Tujuan khusus pendampingan dalam paradigma berpikir psikologi adalah: 1)
memperkenalkan klien dengan kebutuhannya; 2) membantu klien memperoleh keberanian
dan kompetensi untuk memenuhi kebutuhan; 3) membantu klien menyadari
tanggungjawabnya memenuhi kebutuhan; dan 4) membantu klien menyadari bahwa
terkadang mereka menghalangi pemenuhan kebutuhan mereka sendiri.

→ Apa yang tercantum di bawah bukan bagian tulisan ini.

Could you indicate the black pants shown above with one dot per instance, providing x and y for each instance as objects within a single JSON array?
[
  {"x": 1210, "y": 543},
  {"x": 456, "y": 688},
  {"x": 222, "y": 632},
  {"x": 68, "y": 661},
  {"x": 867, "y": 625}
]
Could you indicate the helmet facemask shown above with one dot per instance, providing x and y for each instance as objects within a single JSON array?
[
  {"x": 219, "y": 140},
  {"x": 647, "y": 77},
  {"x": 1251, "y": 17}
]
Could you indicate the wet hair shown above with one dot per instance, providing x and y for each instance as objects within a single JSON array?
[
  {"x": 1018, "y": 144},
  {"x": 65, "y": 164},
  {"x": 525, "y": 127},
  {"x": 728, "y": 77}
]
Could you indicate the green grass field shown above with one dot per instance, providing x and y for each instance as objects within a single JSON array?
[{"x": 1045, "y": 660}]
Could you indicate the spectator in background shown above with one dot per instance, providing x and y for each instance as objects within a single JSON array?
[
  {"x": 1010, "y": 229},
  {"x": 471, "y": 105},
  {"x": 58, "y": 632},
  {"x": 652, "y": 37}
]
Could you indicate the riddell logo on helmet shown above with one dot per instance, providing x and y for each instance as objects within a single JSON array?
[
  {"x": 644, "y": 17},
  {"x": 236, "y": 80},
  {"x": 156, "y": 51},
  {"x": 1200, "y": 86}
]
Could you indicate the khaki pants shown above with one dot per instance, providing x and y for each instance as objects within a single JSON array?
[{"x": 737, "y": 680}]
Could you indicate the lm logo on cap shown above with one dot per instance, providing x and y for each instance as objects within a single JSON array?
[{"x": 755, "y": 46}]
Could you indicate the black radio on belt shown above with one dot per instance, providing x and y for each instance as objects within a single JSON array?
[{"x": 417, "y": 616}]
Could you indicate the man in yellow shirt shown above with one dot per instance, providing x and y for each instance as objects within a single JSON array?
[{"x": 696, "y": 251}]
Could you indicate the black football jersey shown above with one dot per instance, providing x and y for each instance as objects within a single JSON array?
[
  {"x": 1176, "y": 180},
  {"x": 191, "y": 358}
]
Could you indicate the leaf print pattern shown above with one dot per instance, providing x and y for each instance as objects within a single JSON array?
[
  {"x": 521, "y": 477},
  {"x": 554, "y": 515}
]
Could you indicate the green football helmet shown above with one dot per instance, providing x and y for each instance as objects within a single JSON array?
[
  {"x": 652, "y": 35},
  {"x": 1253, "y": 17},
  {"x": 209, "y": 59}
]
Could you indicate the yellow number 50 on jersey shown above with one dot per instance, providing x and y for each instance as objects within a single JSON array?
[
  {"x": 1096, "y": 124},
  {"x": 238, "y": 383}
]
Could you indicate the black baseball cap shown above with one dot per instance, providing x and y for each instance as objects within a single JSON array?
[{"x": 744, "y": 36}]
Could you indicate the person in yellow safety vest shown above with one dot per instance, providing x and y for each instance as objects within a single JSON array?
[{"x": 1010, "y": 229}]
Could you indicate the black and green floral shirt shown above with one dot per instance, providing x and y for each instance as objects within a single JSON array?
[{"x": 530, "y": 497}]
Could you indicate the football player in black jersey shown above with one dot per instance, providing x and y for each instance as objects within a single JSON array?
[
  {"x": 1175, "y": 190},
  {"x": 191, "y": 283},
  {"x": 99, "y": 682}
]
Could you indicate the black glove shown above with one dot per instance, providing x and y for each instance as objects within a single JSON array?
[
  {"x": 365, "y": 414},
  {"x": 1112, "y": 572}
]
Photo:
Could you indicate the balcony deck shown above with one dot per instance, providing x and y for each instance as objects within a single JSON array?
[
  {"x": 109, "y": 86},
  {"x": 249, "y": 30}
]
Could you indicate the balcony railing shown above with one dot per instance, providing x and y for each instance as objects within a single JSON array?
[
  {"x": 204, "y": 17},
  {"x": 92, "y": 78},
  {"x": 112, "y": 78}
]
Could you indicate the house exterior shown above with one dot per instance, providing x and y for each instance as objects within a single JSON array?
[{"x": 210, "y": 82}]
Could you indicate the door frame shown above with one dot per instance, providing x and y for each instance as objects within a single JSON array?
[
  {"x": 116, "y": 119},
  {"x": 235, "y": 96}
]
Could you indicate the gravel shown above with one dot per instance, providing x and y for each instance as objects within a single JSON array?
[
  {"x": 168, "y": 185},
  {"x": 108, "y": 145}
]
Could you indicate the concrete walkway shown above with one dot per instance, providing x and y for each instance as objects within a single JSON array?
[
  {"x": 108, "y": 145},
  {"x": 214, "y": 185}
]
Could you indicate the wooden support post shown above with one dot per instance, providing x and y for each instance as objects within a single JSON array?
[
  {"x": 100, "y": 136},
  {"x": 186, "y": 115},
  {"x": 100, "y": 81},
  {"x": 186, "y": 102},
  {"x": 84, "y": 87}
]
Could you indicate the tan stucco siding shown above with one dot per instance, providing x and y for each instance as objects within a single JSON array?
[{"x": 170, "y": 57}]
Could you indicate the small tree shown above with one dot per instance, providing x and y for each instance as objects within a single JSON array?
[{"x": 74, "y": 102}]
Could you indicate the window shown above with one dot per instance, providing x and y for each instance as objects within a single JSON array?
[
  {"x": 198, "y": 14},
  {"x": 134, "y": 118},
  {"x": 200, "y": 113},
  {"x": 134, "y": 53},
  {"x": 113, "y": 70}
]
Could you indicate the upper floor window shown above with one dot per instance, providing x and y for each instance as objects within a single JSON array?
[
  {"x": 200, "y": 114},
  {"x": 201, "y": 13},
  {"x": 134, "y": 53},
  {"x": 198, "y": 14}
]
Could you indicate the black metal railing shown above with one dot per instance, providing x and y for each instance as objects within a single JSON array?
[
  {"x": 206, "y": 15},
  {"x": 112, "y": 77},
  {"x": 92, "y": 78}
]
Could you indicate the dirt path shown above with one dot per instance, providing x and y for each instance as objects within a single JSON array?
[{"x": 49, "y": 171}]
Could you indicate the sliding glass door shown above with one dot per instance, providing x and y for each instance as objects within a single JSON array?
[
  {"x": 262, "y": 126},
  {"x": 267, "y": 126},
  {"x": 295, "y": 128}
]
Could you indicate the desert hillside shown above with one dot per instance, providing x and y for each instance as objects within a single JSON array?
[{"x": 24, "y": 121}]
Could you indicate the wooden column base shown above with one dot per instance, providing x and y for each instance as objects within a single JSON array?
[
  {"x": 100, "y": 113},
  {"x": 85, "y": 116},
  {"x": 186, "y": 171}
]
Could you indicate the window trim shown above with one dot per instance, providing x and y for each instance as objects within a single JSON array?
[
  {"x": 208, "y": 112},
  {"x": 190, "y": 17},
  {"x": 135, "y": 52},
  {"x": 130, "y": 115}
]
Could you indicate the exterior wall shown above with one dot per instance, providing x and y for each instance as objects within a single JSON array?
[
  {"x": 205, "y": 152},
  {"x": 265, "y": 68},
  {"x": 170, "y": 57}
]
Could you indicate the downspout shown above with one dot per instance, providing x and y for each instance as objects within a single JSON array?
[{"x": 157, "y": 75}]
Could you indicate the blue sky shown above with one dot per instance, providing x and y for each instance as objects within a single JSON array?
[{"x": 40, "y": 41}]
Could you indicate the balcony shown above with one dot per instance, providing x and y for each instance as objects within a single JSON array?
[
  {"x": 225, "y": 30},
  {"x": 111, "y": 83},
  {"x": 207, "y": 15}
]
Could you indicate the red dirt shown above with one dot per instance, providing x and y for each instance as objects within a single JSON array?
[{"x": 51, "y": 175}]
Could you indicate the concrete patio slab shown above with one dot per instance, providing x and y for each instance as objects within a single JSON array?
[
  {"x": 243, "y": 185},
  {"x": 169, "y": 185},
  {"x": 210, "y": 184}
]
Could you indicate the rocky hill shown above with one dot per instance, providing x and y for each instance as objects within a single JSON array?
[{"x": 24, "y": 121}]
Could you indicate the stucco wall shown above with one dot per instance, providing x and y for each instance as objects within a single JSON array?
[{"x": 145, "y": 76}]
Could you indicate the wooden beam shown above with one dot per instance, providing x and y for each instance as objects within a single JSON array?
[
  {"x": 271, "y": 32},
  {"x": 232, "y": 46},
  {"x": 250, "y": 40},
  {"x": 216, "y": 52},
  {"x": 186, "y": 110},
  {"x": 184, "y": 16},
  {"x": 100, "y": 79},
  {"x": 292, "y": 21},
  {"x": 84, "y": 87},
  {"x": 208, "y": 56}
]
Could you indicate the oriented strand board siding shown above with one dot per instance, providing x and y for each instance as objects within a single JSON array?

Psikologis pendampingan sebagian besar didasarkan pada hubungan timbal-balik


secara sosial dan mengasumsikan bahwa individu, komunitas maupun kelompok membentuk,
mempertahankan, dan mengakhiri hubungan berdasarkan keyakinan bahwa manfaat dari nilai
suatu hubungan yang menjadi prioritas (Blau, 1964; Ensher et al., 2001). Ada beberapa poin
penting yang perlu diperhatikan tentang psikologis pendampingan. Pertama, pendampingan
semacam itu terdiri dari persepsi individu, komunitas maupun kelompok tentang hubungan
timbal balik yang seimbang dan dinamis, bukan persepsi bersama tentang kewajiban aktual.
Kedua, manfaat dari nilai suatu hubungan, dapat secara implisit maupun eksplisit dibuat dan
dipahami dalam konteks budaya berdasarkan pengalaman keagamaan. Dalam pengertian
bahwa ekspektasi umum yang dimiliki mitra tentang apa yang akan mereka hadapi dalam
pekerjaan dan kehidupan sehari-hari berdasarkan spiritual yang mereka miliki. Hal itu
ditunjukkan melalui manfaat dari nilai suatu hubungan pendamping dengan mitra yang
menjadi prioritas, dan bukan ditentukan oleh pengalaman masa lalu atau norma sosial
(Haggard & Turban, 2012:1906). Dengan itu, memahami hubungan pendampingan secara
psikologis menjadi penting karena beberapa alasan. Pertama, fungsi dan manfaat
pendampingan untuk mendapatkan hubungan secara dinamis dan seimbang dalam
mengembangkan potensi yang dimiliki individu, komunitas maupun kelompok. Kedua,
psikologis pendampingan menunjukkan pada fokus yang diharapkan dengan apa yang
dirasakannya untuk mengembangkan wawasan berpikir dan peningkatan kualitas hidup.
Ketiga, pemahaman ini memberikan wawasan yang berharga terkait spiritual, budaya dan
agama dalam hubungan dengan pengembangan karakteristik dan peningkatan kinerja, self-
help, motivasi dan produktivitas, yang turut mempengaruhi psikologi pendampingan.